I would do something that motivates them. I don't think reading a book will, it doesn't work with my students, and I believe it only works with self-teaching people, which is not the majority. Determining what motivates them seems tricky in your case.
My approach would be to do lab sessions with them and repeat the following cycle:
Explain something briefly (like 20-25 minutes). The explanation should be like a screencast, with you writing code and compiling, and running it. That is, you "doing" something useful. In your case, useful might mean something related to their job (but not always).
Propose some exercises that you know they can do easily with what you have explained. The first exercise could be simply to replicate what you have done. And the next to extend the solution in certain ways.
Spend time with everyone to see how they are doing, and then spend more time with the ones that are not following so quickly (and give the good ones more work so that they are not bored).
If you know the subject well, this is an approach that works very well for me. The idea is always to try to do something useful during the class. I'm sure Head First C# contains some ideas, but I haven't read it.

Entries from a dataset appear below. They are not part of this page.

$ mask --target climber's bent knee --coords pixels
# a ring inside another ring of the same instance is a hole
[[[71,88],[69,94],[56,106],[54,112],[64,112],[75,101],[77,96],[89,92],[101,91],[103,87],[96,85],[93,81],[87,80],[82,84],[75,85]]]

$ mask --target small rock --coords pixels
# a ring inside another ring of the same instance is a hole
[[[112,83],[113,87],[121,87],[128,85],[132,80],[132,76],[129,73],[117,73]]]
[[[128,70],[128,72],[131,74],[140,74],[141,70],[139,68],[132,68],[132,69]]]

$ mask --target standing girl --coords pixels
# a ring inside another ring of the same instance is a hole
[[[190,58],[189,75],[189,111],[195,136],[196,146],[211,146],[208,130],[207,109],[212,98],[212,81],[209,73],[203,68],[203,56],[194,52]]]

As an example, the other day I did the following (my class is C++, and I was teaching STL containers, and efficiency). I gave the students two text files: a book from Project Gutenberg, and a complete word list for the language of the book (in my case Spanish). You can find both on the Internet. The idea was to produce a list of those words that appear in the book that are not in the word list, like names of people, places, whatever. It was not perfect, since the word list in Spanish doesn't contain conjugated verbs, and therefore a lot of wrong stuff came out in the solution, but the idea is that it was a small project for the session (2 hours), and the students were a little curious about what would come out. The best students will do it quickly, and the others will often be driven by envy, and work harder just to catch up with the others. That is always a good motivation, I exploit it a lot.
Now, for this you would need to think about 4 simple 'projects' every week. While thinking about the problems, I suppose you will see connections between them and could make them last a couple of classes or more, and end up with something more substantial. To put another example, in this course I mentioned already, we ended up writing a simple SRT (subtitles) editor in Qt. Nothing fancy, but they found it useful, and that counts a lot.
In summary, any programming class needs motivation and I think there is no better motivation than to reveal the computer as an incredibly powerful tool to do repetitive and automated stuff. If you can quickly show that to them, everyone will notice and they'll be interested. By the way, at no point I did say this was easy.
Oh, one last thing: avoid the Fibonacci series and the primes, they bore everybody except the nerds.